E nella notte di Natale anche nella città della nascita di Dio è stata aperta una Porta santa del Giubileo: “Anche quest’anno siamo venuti a Betlemme per rivivere con gioia e speranza la memoria della nascita del Verbo Incarnato. Colui che, a causa della Sua grandezza e del Suo potere, il mondo non può contenere, ha preso dimora nel grembo di una Vergine ed è nato in una piccola grotta”.

Il patriarca gerosolimitano ha ricordato che per attraversare la Porta della misericordia occorre chinarsi sui tanti feriti di questa terra: “Papa Francesco ha dedicato l’anno 2016 alla misericordia divina in tutti i suoi aspetti.

L’inizio dell’anno della Misericordia è stato segnato da un’azione simbolica: l’apertura delle Porte Sante nelle cattedrali e nei santuari, con il nome di ‘Porta della Misericordia’. Chiunque bussa ad essa con il cuore contrito, ed entra nella chiesa, accostandosi al sacramento della riconciliazione, non fa che bussare alla Porta della Misericordia divina, per ottenere da questa fonte ciò che è necessario al perdono dei propri peccati e delle loro conseguenze.

E’ quello che abbiamo fatto all’inizio di questa Celebrazione, proclamando che la porta della Basilica della Natività è una delle porte della Misericordia, nella speranza che l’attraversino molti fedeli e pellegrini durante quest’anno di Giubileo… Che il loro grido divenga il nostro, abbattiamo insieme il muro dell’indifferenza”.

Poi ha insistito affinchè la misericordia diventi ‘una componente dell’azione pubblica’: “La misericordia deve comprendere tutti, vicini e lontani, coloro che amiamo e coloro che detestiamo. E’ facile dare prova di misericordia verso coloro che ci sono vicini per parentela religione o etnia.

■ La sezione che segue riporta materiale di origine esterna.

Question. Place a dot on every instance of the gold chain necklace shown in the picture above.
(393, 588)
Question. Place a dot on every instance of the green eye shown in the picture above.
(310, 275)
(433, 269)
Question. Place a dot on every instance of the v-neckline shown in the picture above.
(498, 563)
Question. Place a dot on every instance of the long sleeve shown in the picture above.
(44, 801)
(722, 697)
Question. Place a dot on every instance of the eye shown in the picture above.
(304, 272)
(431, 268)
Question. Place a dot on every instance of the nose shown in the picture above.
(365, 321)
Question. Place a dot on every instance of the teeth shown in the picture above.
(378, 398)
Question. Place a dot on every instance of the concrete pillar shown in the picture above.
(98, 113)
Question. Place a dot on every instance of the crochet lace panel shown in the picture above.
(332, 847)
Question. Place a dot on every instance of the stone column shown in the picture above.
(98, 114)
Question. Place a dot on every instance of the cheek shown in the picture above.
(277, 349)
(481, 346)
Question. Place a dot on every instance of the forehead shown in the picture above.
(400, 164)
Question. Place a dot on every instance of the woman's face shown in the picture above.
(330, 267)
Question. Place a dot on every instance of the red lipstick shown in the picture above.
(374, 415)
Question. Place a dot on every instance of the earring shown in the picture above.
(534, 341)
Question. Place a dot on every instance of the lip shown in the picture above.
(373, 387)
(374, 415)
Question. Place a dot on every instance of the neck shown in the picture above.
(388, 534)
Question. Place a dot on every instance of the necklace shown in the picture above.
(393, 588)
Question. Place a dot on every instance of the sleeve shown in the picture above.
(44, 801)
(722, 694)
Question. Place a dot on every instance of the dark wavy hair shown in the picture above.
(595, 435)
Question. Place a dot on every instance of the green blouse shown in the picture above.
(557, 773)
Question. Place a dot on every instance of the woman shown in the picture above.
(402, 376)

Ma è difficile estenderla ai poveri, agli emarginati, ai rifugiati, ai prigionieri e alle vittime della violenza e del terrorismo. Il nostro cuore è con i milioni di rifugiati sparsi nei campi e nelle baracche, in preda a un freddo pungente. E’ con coloro che fuggono dalle zone di conflitto, traversando il mare con mezzi di fortuna, e trasformandolo in un gigantesco cimitero.

Nelle nostre preghiere, il nostro pensiero va alle case demolite a Gerusalemme e in Palestina, ai terreni espropriati e a coloro che sono stati colpiti da una punizione collettiva. Il nostro pensiero va alle vittime del terrorismo, dovunque siano e a qualunque popolo appartengano. Sono tutti nostri fratelli in Umanità.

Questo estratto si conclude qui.